Saturday, July 31, 2010

Deflation Looms

My realtor tells me my mother's house is losing 1% of its value every month. That's not because it's falling down; we've spent almost $200,000 to renovate it. It's not because the neighborhood is going downhill, either. The land around it is held by people whose deeds, or zoning, restrict them to one house only, and across the road land is preserved through a conservation easement, allowing no additional houses.

No, the price is going down because there are too many houses and too little money--in the local housing market. And what's happening here is happening elsewhere even more dramatically. That's why so many homeowners are "underwater," and walking away from their homes. Many of them can't find jobs, so, foreclosures are increasing and a record number of people have been forced from their homes.

Foreclosures build downward pressure on house prices: banks try to unload the houses they're stuck with.

There are short-term fixes, such as renegotiating mortgages, or allowing defaulting owners to rent in the interim: both would reduce the number of under-priced houses flooding the market, but the first isn't working--many don't have jobs, or have declining earnings--and the second has hardly been tried.

Falling prices might be a good thing for someone with money, but the reason for it is: most people have too little: it's called price deflation.

Price deflation can be self-reinforcing, i.e. can trigger a downward spiral. Lower prices mean businesses make less in profits. A home-builder, for example, will have to lay off his workers, because he can't sell the houses he builds, or has to sell them at cost, or less. He's losing money, so he lays off workers, or goes out of business, which increases unemployment, so fewer, still, have money. That drives prices even lower.

Even some inflation hawks on the Fed Board of Governors are warning of deflation danger. The Fed sets a goal of moderate inflation (2-3%), which keeps the economy moving, but deflation could stop the economy dead in its tracks. It happened in Japan in their "lost decade," it happened in the Great Depression and it could happen now.

It happened in the last two centuries of the Roman Empire, too, and was a major contributor to its fall. There it happened because the wealthy, accumulated almost all the wealth, hoarded gold and evaded taxes. Here, sharp traders threaten speculation against government borrowing, borrowing needed to stimulate world economies.

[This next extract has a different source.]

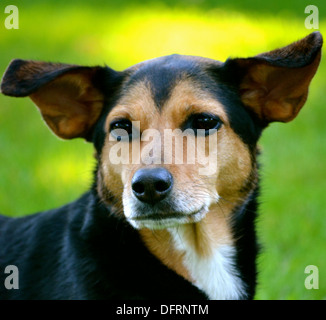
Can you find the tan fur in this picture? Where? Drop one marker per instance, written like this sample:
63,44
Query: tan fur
234,168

The financial industry is like those Roman Senators hoarding gold. Since more demand is needed, and since interest rates are basically zero, the Fed could create more money, buying up treasuries, to curb deflation. More focused would be a government stimulus targeted on creating jobs in the public investments we need.

The latter isn't likely in this corrosive political climate, but the former could be rendered worse than useless if big banks still prefer gambling to loans.